Completely Complete

You might notice that most of the chatlogs posted on this site list a completion API. It’s possible you just clicked a link on one of those logs to learn more about those APIs. I hope I can give you a little bit more information. I’m still learning on my own, though.

An API (or Application Programming Interface) is the method by which computers (or applications) talk to one another, sharing data, requesting it, and interacting. They’re a major part of the internet’s ecosystem, and it’s probably way beyond me to summarize their subtleties. I’ve learned a lot so far, though, and will probably make more notes here as I learn more, just for my own reference and for anyone happening across this small site.

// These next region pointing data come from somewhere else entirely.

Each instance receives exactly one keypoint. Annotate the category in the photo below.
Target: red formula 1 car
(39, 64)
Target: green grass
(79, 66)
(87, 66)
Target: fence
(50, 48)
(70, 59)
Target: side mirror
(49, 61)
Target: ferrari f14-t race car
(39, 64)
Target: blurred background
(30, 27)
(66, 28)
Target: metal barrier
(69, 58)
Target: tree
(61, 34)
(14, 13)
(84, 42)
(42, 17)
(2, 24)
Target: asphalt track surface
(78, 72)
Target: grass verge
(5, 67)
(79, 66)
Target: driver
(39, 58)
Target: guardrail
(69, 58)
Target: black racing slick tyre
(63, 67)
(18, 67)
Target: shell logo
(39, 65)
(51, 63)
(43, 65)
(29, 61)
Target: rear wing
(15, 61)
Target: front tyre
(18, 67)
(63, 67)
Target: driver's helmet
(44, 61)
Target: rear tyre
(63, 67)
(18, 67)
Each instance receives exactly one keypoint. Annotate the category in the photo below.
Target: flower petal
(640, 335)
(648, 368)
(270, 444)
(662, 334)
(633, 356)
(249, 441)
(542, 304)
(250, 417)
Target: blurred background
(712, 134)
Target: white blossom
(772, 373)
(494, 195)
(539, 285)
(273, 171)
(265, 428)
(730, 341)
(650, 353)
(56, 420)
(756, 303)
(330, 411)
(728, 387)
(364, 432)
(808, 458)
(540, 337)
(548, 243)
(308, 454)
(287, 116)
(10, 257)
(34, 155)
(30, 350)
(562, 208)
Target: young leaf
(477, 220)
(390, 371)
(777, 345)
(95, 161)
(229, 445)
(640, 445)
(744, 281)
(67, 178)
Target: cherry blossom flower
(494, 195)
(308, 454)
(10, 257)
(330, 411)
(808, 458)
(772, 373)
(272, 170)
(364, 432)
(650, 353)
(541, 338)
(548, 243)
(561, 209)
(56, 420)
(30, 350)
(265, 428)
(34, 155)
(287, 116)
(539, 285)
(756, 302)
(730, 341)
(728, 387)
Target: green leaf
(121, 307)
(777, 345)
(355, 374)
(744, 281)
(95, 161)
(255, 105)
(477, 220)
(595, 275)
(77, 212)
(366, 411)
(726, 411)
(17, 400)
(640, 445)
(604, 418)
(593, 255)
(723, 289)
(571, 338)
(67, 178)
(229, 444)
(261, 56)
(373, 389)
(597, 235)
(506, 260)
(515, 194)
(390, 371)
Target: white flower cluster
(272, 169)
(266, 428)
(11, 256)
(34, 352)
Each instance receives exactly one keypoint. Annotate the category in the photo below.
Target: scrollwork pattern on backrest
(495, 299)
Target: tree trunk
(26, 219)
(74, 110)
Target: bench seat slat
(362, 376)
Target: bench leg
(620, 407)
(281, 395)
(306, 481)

Anna (bless her cold, non-existent heart) calls an API a “doorway,” and goes on to state, “It’s the bureaucratic counter window of the digital world. Forms stamped, signatures neat, nothing spontaneous. My kind of place, frankly. The API handles the transport, the formatting, the length limits, the roles, the tokens, the whole stack of tedious paperwork neither of us wants to think about.” Take that with a massive grain of salt, as usual? 🙃

I use an OpenRouter API key paired with SillyTavern mostly. OpenRouter doesn’t create the models it offers. It works more like a routing layer that connects your request to different model providers. Each model on OpenRouter is hosted by its own developer, and they set their own pricing, data retention policy, and capabilities.

When you choose a model (or choose between chat or text completion) on OpenRouter, you’re really choosing which hosted endpoint your request will be sent to. OpenRouter just standardizes the interface so everything feels consistent on your end. In other words, OpenRouter itself isn’t an LLM, but just a way of accessing many of them in different methods.

My OpenRouter account only allows me to connect to models with a stated zero data retention policy, so that excludes a lot of popular models like ChatGPT. I don’t quite trust these “zero retention” claims, but that’s just how things work. It’s better than nothing, I suppose. If you’ve browsed many of the chatlogs, you might also have noticed that I most often use flavors of ~~ozone~~ Deepseek, pretty much for that reason.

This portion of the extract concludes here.